As evidence of this, our school system has been working with my son for 3 years learning basic math facts.  The reality of the situation is, if they were really vested in his education, he would have surpassed this level of math in year one.  The other evidence of this is my IEP meetings.  Everything is presented as going “great.”  I am not stupid.  I can see where my child is at, as compared to other children in his grade. 

My frustration is that I see me child falling further and further behind in a school system who doesn’t care.  I want to get him additional help, but I can not financially afford it.  I need help and I don’t know where to turn too.   Like I said, I appreciate the scholarship programs for post-secondary school, but I need scholarship programs now to get my son through secondary school.

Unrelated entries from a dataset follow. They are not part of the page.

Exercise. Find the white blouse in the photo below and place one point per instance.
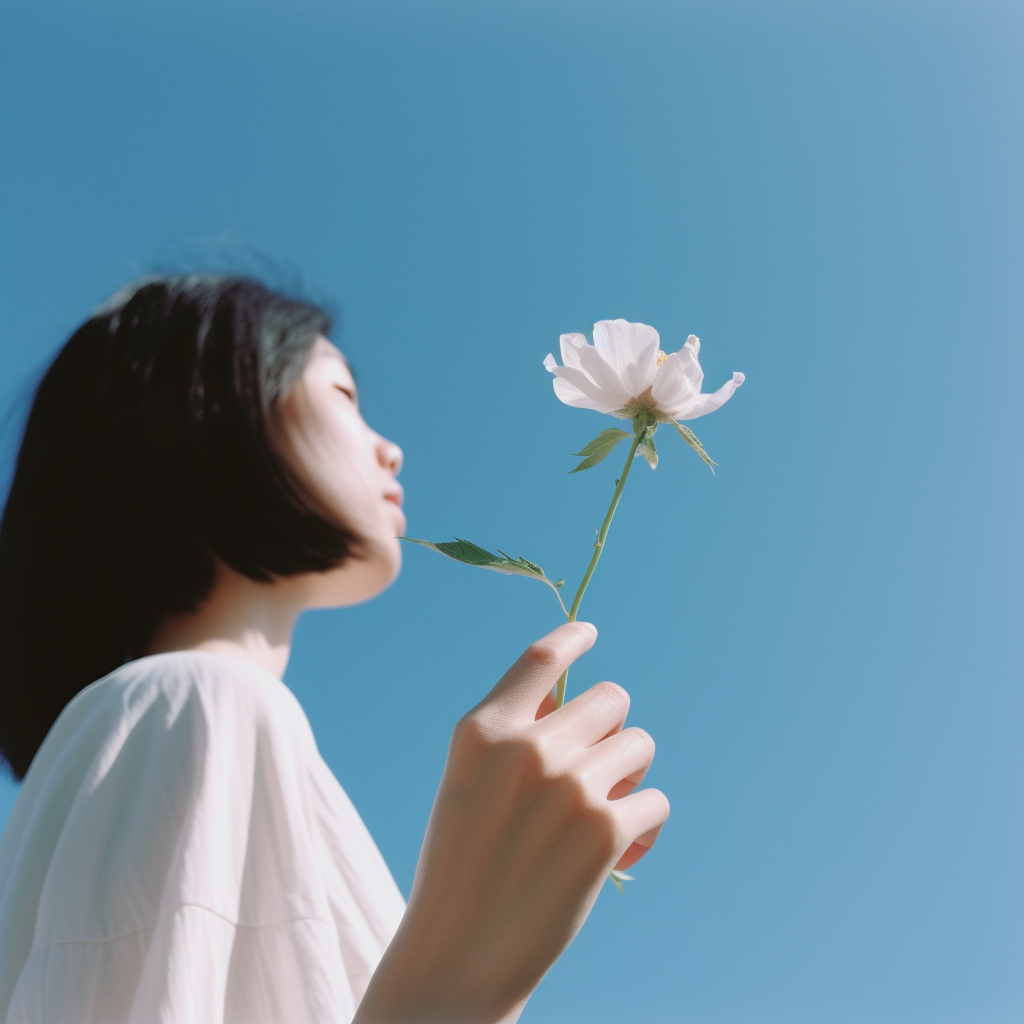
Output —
(180, 852)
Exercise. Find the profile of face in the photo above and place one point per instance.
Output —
(349, 468)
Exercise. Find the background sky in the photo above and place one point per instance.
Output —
(824, 638)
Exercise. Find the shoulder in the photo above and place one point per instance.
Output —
(183, 704)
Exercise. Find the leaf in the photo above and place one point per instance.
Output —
(617, 878)
(599, 448)
(648, 451)
(472, 554)
(691, 439)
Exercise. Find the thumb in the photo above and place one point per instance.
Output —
(519, 692)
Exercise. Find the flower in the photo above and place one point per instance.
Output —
(625, 373)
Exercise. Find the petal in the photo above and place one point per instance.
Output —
(631, 349)
(568, 344)
(613, 390)
(701, 404)
(571, 396)
(673, 387)
(688, 357)
(583, 385)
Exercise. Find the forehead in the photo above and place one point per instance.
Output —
(327, 357)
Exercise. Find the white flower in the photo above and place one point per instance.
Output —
(625, 373)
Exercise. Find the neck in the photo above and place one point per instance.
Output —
(240, 616)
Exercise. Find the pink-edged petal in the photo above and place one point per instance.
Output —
(585, 386)
(673, 387)
(569, 343)
(613, 390)
(631, 349)
(701, 404)
(688, 357)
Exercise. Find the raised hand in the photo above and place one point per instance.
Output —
(536, 806)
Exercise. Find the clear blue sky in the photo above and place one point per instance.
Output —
(825, 639)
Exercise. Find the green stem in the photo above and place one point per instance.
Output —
(598, 548)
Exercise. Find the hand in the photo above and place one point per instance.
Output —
(536, 806)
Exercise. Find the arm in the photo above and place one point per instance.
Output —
(534, 809)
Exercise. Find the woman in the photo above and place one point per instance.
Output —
(195, 473)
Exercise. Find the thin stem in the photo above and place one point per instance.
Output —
(598, 548)
(560, 601)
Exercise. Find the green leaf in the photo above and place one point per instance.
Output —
(691, 439)
(599, 448)
(617, 878)
(472, 554)
(648, 451)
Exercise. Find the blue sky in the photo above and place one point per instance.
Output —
(824, 638)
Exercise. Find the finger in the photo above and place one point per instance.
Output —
(590, 717)
(637, 850)
(626, 754)
(640, 814)
(520, 691)
(547, 706)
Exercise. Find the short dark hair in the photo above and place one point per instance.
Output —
(147, 450)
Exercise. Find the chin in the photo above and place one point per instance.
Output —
(359, 579)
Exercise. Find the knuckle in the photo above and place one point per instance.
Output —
(470, 734)
(599, 830)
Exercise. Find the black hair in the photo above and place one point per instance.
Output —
(147, 451)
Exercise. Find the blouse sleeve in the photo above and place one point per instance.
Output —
(181, 853)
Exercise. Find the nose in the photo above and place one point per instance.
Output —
(389, 455)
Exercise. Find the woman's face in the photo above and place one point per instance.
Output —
(350, 468)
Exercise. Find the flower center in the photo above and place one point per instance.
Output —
(643, 402)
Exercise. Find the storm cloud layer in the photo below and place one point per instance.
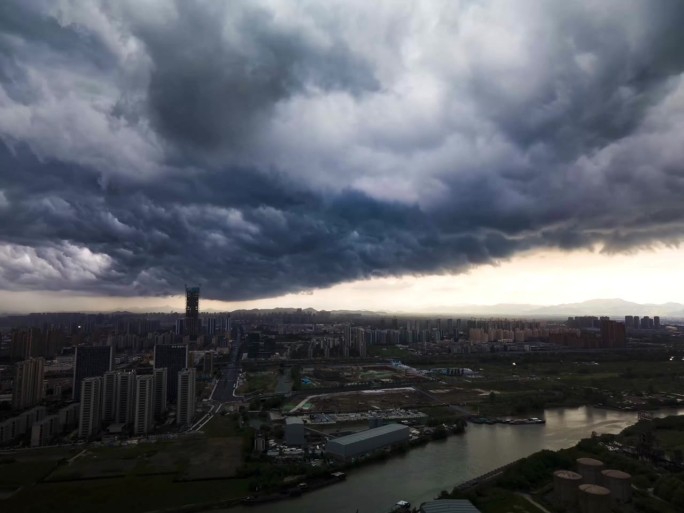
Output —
(259, 148)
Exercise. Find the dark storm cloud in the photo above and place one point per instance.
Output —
(212, 91)
(259, 153)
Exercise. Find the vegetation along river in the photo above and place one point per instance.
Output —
(421, 473)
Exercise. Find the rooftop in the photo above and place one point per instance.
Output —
(369, 433)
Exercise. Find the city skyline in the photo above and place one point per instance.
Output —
(394, 157)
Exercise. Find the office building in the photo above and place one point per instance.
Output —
(28, 383)
(612, 334)
(185, 410)
(192, 321)
(160, 391)
(90, 362)
(173, 357)
(143, 419)
(90, 414)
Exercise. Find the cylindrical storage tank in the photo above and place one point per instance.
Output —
(594, 499)
(565, 483)
(620, 485)
(590, 470)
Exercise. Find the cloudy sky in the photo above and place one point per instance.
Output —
(351, 154)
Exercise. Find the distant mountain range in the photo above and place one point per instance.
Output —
(598, 307)
(609, 307)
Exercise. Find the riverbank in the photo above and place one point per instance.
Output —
(421, 474)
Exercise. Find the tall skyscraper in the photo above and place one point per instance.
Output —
(173, 357)
(143, 418)
(90, 415)
(160, 391)
(192, 321)
(28, 383)
(91, 361)
(125, 397)
(185, 410)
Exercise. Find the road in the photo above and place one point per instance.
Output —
(224, 391)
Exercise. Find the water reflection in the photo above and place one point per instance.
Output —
(422, 473)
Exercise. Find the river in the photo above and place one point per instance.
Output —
(420, 474)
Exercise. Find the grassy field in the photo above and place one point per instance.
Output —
(134, 478)
(221, 426)
(507, 502)
(131, 494)
(187, 458)
(261, 382)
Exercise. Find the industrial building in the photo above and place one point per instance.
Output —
(294, 431)
(370, 440)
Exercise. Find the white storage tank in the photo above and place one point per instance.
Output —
(594, 499)
(590, 470)
(620, 485)
(565, 487)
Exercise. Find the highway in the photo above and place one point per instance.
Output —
(224, 392)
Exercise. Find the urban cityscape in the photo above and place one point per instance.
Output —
(401, 256)
(255, 395)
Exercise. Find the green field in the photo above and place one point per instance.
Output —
(132, 478)
(259, 382)
(131, 494)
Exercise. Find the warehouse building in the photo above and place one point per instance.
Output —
(350, 446)
(294, 431)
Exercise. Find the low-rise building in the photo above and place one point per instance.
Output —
(360, 443)
(294, 431)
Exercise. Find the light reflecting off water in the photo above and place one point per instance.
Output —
(422, 473)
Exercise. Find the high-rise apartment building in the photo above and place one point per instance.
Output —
(160, 391)
(192, 321)
(109, 399)
(91, 361)
(90, 415)
(125, 397)
(185, 410)
(173, 357)
(28, 383)
(143, 417)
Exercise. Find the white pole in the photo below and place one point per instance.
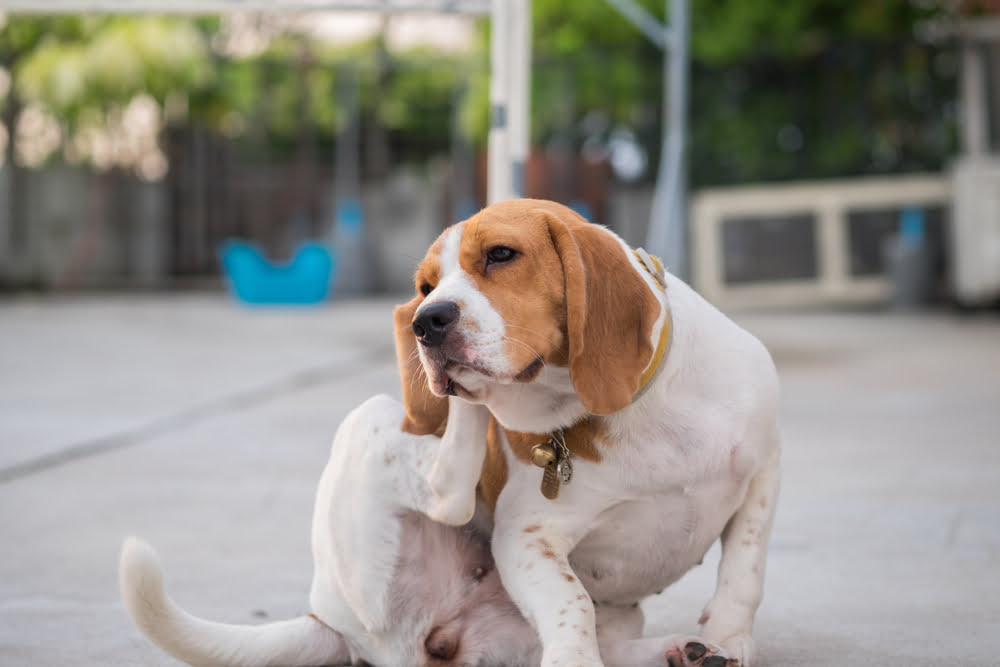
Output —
(498, 176)
(667, 235)
(519, 94)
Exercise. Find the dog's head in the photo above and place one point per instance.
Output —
(522, 285)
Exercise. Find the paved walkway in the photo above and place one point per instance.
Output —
(203, 427)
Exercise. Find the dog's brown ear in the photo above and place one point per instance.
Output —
(610, 313)
(425, 412)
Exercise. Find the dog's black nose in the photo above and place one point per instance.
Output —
(433, 321)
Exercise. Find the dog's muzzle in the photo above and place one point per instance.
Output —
(433, 322)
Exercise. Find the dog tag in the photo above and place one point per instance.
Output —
(565, 470)
(550, 482)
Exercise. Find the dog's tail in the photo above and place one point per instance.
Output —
(302, 641)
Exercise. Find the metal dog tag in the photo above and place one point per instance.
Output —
(550, 482)
(565, 470)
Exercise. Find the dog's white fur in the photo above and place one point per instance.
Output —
(693, 459)
(391, 587)
(388, 581)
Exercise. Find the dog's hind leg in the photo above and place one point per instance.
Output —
(728, 617)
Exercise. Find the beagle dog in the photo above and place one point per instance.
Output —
(391, 586)
(635, 424)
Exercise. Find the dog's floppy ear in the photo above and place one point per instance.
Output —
(610, 312)
(425, 412)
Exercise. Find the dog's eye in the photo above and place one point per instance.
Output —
(500, 254)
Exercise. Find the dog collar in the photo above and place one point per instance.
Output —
(654, 266)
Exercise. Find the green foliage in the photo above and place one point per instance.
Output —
(76, 66)
(780, 88)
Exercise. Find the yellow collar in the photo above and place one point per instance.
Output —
(654, 266)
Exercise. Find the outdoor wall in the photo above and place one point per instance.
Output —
(83, 230)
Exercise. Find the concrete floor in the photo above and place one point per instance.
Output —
(203, 427)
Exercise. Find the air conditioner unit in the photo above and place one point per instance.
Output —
(975, 229)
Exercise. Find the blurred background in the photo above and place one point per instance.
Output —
(834, 154)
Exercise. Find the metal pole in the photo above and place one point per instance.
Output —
(519, 94)
(667, 235)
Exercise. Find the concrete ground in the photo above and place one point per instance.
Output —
(203, 427)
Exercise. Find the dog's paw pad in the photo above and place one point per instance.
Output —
(697, 653)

My employer provides a scholarship program to the children of their employees.  Once again it is only for post secondary school.  I actually submitted an application for my son, and of course it was rejected.  From my perspective what good is a post-secondary school scholarship if I can’t get my son through secondary school.

I write this story to raise awareness.  I don’t think there is enough public attention on this subject.  I am sure if more people saw this topic through my eyes,  more could be done to help children such as mine.  I will continue in this awareness campaign, and continue searching the web for some program that may give my son a sliver of hope. I realize teachers have a hard job, but I need to focus on the child that I am responsible for, and at this point the teachers have let us down.